Performance comparison and improvements of metrics of ECERV across protocols

The methods of reference15, reference16, and reference24 were selected as baselines because they are widely cited and represent established clustering-based or relay selection approaches in VANETs. These schemes provide a fair benchmark to highlight the contribution of our clustering and CH-fusion strategy. We note, however, that more recent state-of-the-art methods, particularly those employing Machine Learning for RV prediction and selection, are gaining prominence. Incorporating such ML-based baselines is an important direction for future work to further validate ECERV selection scheme under highly dynamic and large-scale VANETs scenarios. Table 5 gives the comparison of performance metrics across protocols and the percentage improvement of the proposed ECERV selection scheme are given in table6.

Table 5 Comparison of Performance Metrics across Protocols.
Table 6 Percentage Improvement of Proposed ECERV over baseline Protocols.

Conclusion

The Enhanced Clustering approach for Efficient Relaying Vehicle selection is introduced to improve data retrieval reliability for DVs in Vehicular Delay-Tolerant Networks. This method identifies the relay vehicle as the cluster head after forming clusters and selecting CHs by considering both vehicle transmission range and velocity. Since clustered vehicles exhibit lower mobility, greater stability, and a reduced risk of message collisions, the proposed scheme ensures more reliable data retrieval for DVs in uncovered regions. As a result, it enhances network performance by achieving higher throughput, reduced communication delay, improved data completeness, and a higher packet delivery ratio compared to conventional RV selection strategies.

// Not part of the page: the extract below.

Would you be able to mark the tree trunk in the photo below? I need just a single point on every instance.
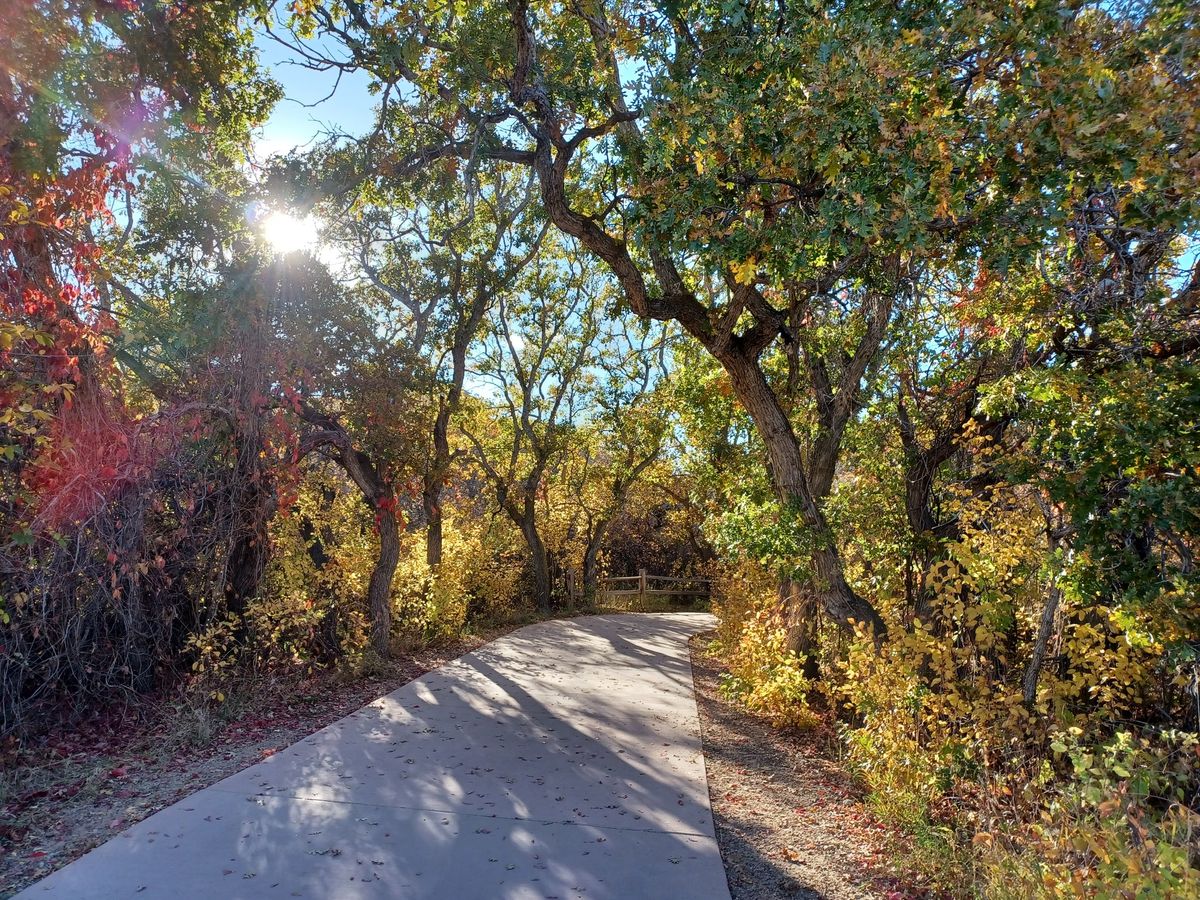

Extension to UAV-based communication

Although ECERV focuses on clustering and relay vehicle (RV) selection among ground vehicles, there may be extreme cases where neither a suitable RV nor an RSU is available in an uncovered area. In such scenarios, Unmanned Aerial Vehicles (UAVs) or drones can act as temporary relay nodes, providing on-demand connectivity and extending coverage. This hybrid approach has the potential to complement ECERV by ensuring communication continuity even in sparse or infrastructure-less regions. In future work, we plan to integrate UAV-assisted communication into the ECERV framework to enhance robustness in challenging environments.

Limitations and scalability

While the proposed ECERV scheme has demonstrated significant improvements under a bi-directional, single-lane road scenario, this setting represents a simplified abstraction of real-world VANETs conditions. In practice, vehicular networks operate over multi-lane highways, dense urban intersections, and heterogeneous RSU deployments, which introduce additional complexities such as frequent lane changes, traffic signal effects, and varying densities of vehicles. Although the clustering and CH-fusion strategy in ECERV is inherently scalable to larger and more complex topologies, additional adaptations may be required. For example, lane-change dynamics can alter cluster boundaries more frequently, and urban intersections may necessitate intersection-aware CH reassignment policies. As part of future work, we intend to extend ECERV to such multi-lane and urban scenarios and to validate its performance in large-scale, mixed-mobility environments. This discussion clarifies the current scope of our simulations and outlines the scalability of the proposed approach.